Pada sesi yang sama juga dibahas mengenai status Aqiqah bagi Anak Zina. Dalam hal ini Dewan Hisbah berkesimpulan bahwa dalam hal statusnya sebagai “anak manusia”, anak zina tidak ada bedanya dengan anak lainnya. Dia hanya berbeda dalam hal nasab dengan ayah kandungnya secara hukum karena tidak melalui proses yang syar’i, yaitu pernikahan. Sementara dalam hal aqiqah “anak zina” sama dengan anak lainnya.
Selepas Zhuhur hingga menjelang Ashar, dilanjutkan dengan pembahasan masalah
ketiga, yaitu mengenai kasus “Istri yang Menuduh Suaminya Berzina”. Keputusan yang ditetapkan akan cukup kontroversial karena berbeda dengan pandangan beberapa ulama fikih dewasa ini. Dewan Hisbah Persis setelah mendiskusikan makalah yang disampaikan oleh K.H. Uus M. Ruhiyah sampai pada kesimpulan bahwa istri yang menuduh suami berzina tanpa bukti dan saksi, maka berlaku hukum
li’an sama seperti apabila suami menuduh istrinya berzina tanpa saksi dan tanpa bukti.

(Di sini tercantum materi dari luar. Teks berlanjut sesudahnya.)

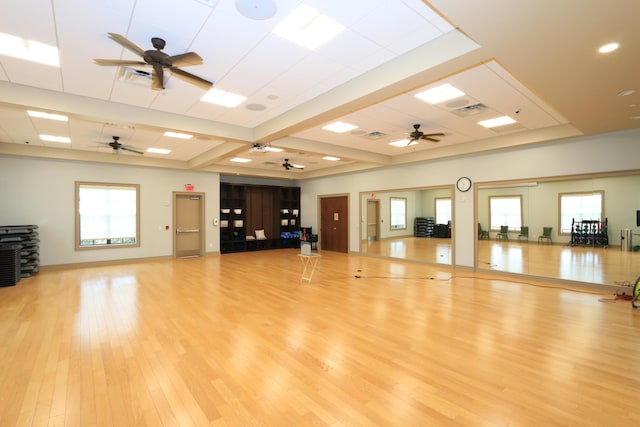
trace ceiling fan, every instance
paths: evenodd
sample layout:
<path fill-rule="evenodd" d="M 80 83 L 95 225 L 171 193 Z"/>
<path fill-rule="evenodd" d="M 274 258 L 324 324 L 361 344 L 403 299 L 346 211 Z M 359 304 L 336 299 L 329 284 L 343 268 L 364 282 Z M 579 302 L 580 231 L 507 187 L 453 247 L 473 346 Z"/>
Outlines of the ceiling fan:
<path fill-rule="evenodd" d="M 135 147 L 132 147 L 130 145 L 125 145 L 120 143 L 120 137 L 119 136 L 113 136 L 113 141 L 111 142 L 101 142 L 100 144 L 103 145 L 108 145 L 109 147 L 113 148 L 114 153 L 119 153 L 120 150 L 122 151 L 131 151 L 132 153 L 136 153 L 136 154 L 144 154 L 144 152 L 138 150 Z"/>
<path fill-rule="evenodd" d="M 195 52 L 187 52 L 179 55 L 167 55 L 162 51 L 166 42 L 159 38 L 153 37 L 151 44 L 155 49 L 143 50 L 135 43 L 128 40 L 126 37 L 116 33 L 109 33 L 109 38 L 116 43 L 120 44 L 125 49 L 130 50 L 136 55 L 142 57 L 143 61 L 127 60 L 127 59 L 94 59 L 93 61 L 98 65 L 107 66 L 139 66 L 150 65 L 153 67 L 151 73 L 151 89 L 163 90 L 164 89 L 164 69 L 171 71 L 171 74 L 191 83 L 203 89 L 209 90 L 213 86 L 213 83 L 205 80 L 201 77 L 195 76 L 184 70 L 181 70 L 180 66 L 188 65 L 200 65 L 202 64 L 202 58 Z"/>
<path fill-rule="evenodd" d="M 282 167 L 285 168 L 286 170 L 289 169 L 304 169 L 304 166 L 302 165 L 294 165 L 289 163 L 289 159 L 284 159 L 284 163 L 282 164 Z"/>
<path fill-rule="evenodd" d="M 413 129 L 415 129 L 413 132 L 411 132 L 409 134 L 409 137 L 411 138 L 409 140 L 409 144 L 407 145 L 411 145 L 411 143 L 419 140 L 419 139 L 424 139 L 427 141 L 431 141 L 431 142 L 440 142 L 439 139 L 434 138 L 434 136 L 444 136 L 444 133 L 438 132 L 438 133 L 424 133 L 422 131 L 420 131 L 420 125 L 419 124 L 415 124 L 413 125 Z"/>

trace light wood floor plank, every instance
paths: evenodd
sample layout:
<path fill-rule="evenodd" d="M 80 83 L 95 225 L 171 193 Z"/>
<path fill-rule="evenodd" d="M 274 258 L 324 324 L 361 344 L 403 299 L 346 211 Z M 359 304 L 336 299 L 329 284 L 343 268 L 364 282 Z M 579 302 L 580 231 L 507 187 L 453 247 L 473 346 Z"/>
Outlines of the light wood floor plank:
<path fill-rule="evenodd" d="M 640 310 L 610 291 L 331 252 L 301 283 L 297 254 L 0 288 L 0 426 L 640 423 Z"/>

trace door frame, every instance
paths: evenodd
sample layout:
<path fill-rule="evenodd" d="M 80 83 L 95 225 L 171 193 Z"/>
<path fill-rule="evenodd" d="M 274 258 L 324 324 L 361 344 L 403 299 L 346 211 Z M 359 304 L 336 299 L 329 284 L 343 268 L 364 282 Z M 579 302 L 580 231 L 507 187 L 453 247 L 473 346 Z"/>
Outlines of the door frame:
<path fill-rule="evenodd" d="M 373 199 L 373 198 L 367 199 L 367 215 L 365 218 L 365 230 L 367 230 L 366 232 L 367 235 L 365 237 L 367 238 L 367 241 L 370 241 L 370 237 L 371 237 L 369 236 L 369 225 L 371 224 L 369 222 L 369 204 L 370 203 L 373 203 L 376 206 L 376 209 L 375 209 L 376 210 L 376 217 L 375 217 L 376 235 L 374 240 L 380 240 L 380 200 L 378 199 Z"/>
<path fill-rule="evenodd" d="M 351 246 L 351 195 L 350 193 L 338 193 L 338 194 L 319 194 L 317 196 L 316 209 L 318 218 L 318 242 L 319 248 L 322 249 L 322 199 L 331 199 L 336 197 L 344 197 L 347 199 L 347 253 Z"/>
<path fill-rule="evenodd" d="M 177 258 L 177 238 L 176 235 L 178 233 L 177 228 L 177 202 L 179 196 L 200 196 L 200 255 L 203 256 L 205 254 L 205 242 L 206 242 L 206 220 L 205 220 L 205 193 L 203 192 L 195 192 L 195 191 L 174 191 L 172 193 L 172 202 L 173 202 L 173 218 L 172 218 L 172 227 L 173 227 L 173 257 Z"/>

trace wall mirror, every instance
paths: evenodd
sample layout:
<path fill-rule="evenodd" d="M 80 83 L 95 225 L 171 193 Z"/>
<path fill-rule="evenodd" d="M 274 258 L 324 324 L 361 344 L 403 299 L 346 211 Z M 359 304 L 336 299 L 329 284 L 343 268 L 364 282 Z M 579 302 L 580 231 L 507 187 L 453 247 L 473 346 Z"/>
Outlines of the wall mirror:
<path fill-rule="evenodd" d="M 640 274 L 640 174 L 476 188 L 478 270 L 612 286 Z"/>
<path fill-rule="evenodd" d="M 361 192 L 359 201 L 360 254 L 451 265 L 450 186 Z"/>

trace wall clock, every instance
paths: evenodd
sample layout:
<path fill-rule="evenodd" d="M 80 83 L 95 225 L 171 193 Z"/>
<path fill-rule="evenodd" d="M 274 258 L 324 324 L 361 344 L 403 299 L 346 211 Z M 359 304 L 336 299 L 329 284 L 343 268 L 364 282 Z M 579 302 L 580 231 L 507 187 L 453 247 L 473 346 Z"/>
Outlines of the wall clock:
<path fill-rule="evenodd" d="M 471 190 L 471 179 L 463 176 L 456 182 L 456 188 L 462 192 Z"/>

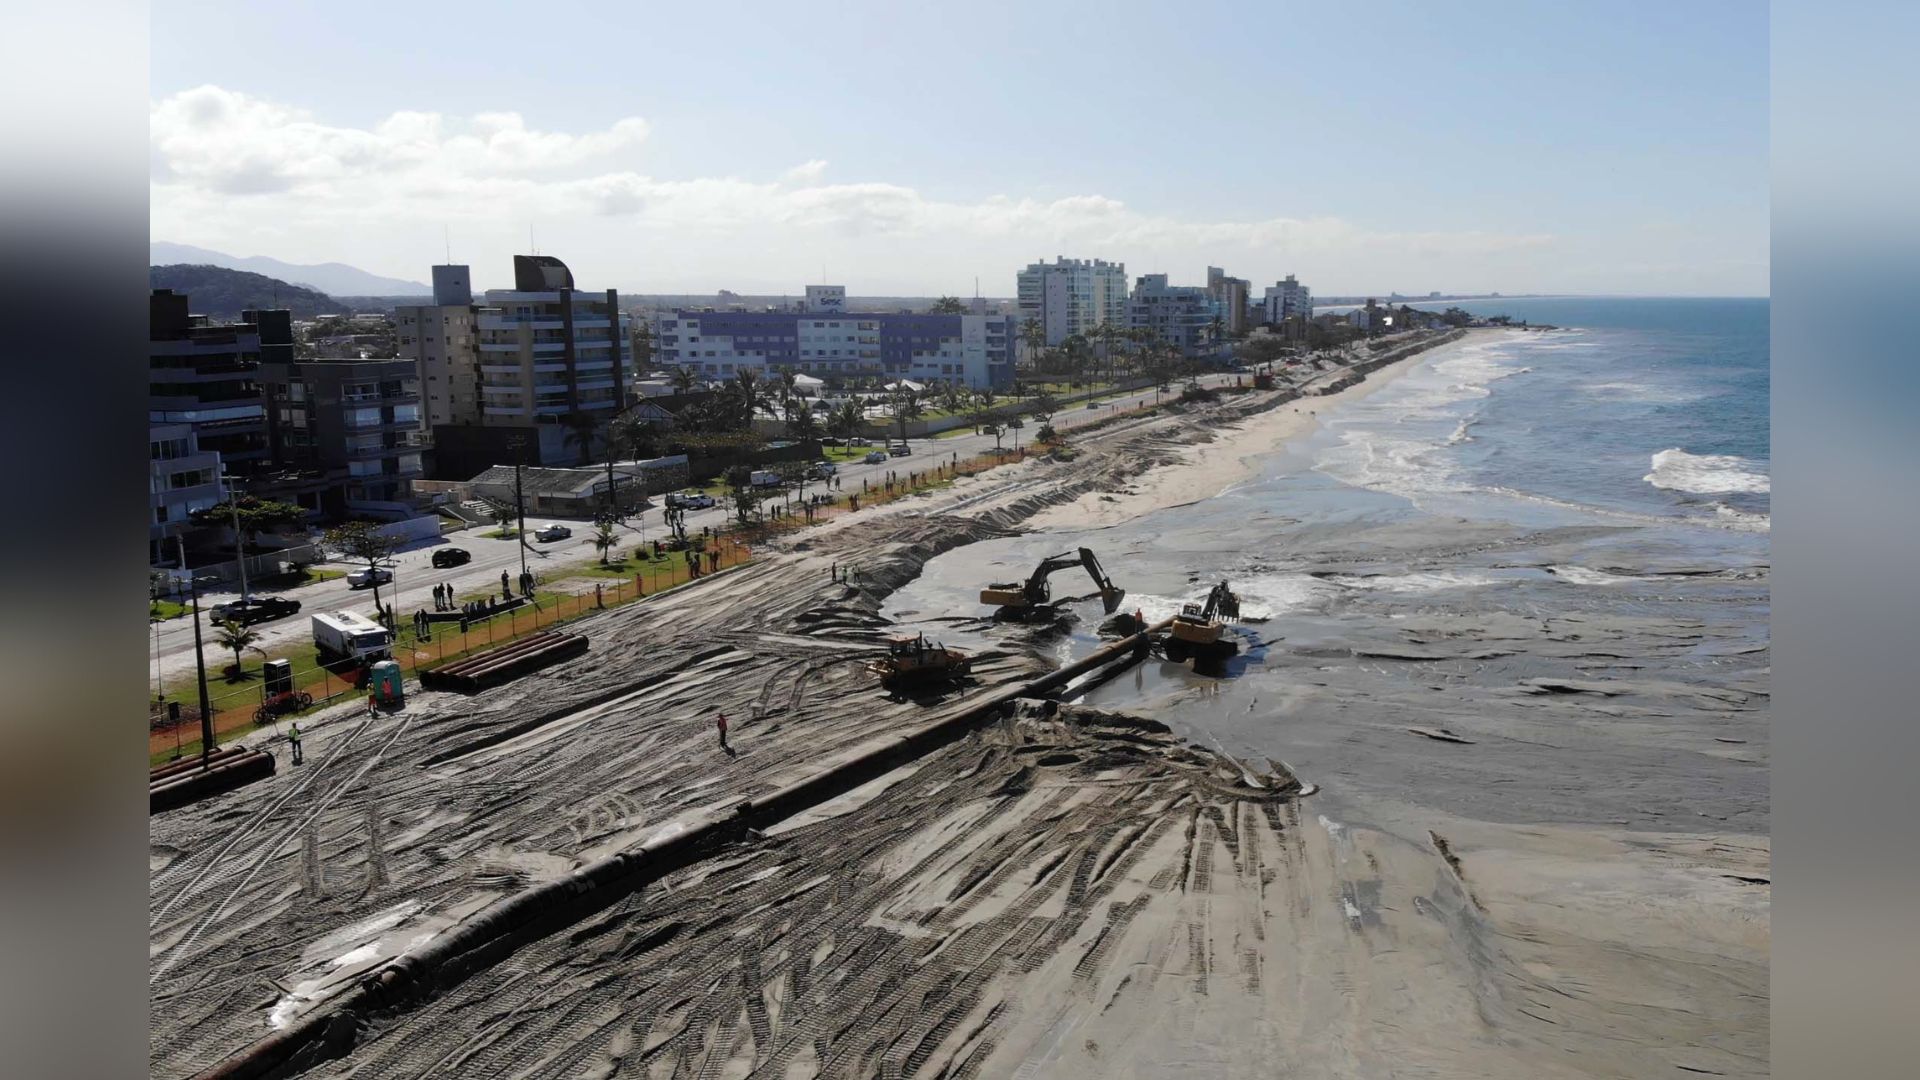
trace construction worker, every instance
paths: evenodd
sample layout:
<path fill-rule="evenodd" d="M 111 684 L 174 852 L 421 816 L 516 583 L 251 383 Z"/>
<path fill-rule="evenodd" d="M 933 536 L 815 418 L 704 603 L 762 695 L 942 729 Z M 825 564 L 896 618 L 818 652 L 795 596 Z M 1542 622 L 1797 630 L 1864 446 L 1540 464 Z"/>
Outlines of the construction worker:
<path fill-rule="evenodd" d="M 720 732 L 720 749 L 732 753 L 733 748 L 727 745 L 727 714 L 715 712 L 713 714 L 713 726 Z"/>
<path fill-rule="evenodd" d="M 513 599 L 513 589 L 508 582 L 507 572 L 505 570 L 500 571 L 500 595 L 509 600 Z"/>
<path fill-rule="evenodd" d="M 287 724 L 287 745 L 293 748 L 293 763 L 300 764 L 300 725 L 298 723 Z"/>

Alasan paling mendasar adalah bahwa ayat dan hadis-hadis tentang
li’an disimpulkan sebagai hadis yang berlaku bagi laki-laki dan perempuan. Walaupun kasus yang diungkap adalah tentang tuduhan dari suami kepada istri, itu hanya keumuman saja. Jika terjadi sebaliknya, maka ayat dan hadis-hadis yang sama belaku juga.
Pada pembahasan tema
keempat tentang “Talak Melalui SMS” dengan pemakalah K.H. Ahmad Daeroby, M.Ag. Dewan Hisbah berkesimpulan bahwa menjatuhkan talak melalui SMS dapat sah. Hanya saja saat talak via SMS ini dijatuhkan harus dipenuhi syarat-syarat berikutm yaitu: (a) dapat dipastikan bahwa yang mengirim SMS benar-benar suaminya dan bukan main-main; (b) didasari oleh niat dan shigat (redaksi) yang jelas, tegas, dan tidak ada keraguan; dan (c) dilakukan dalam kondisi darurat.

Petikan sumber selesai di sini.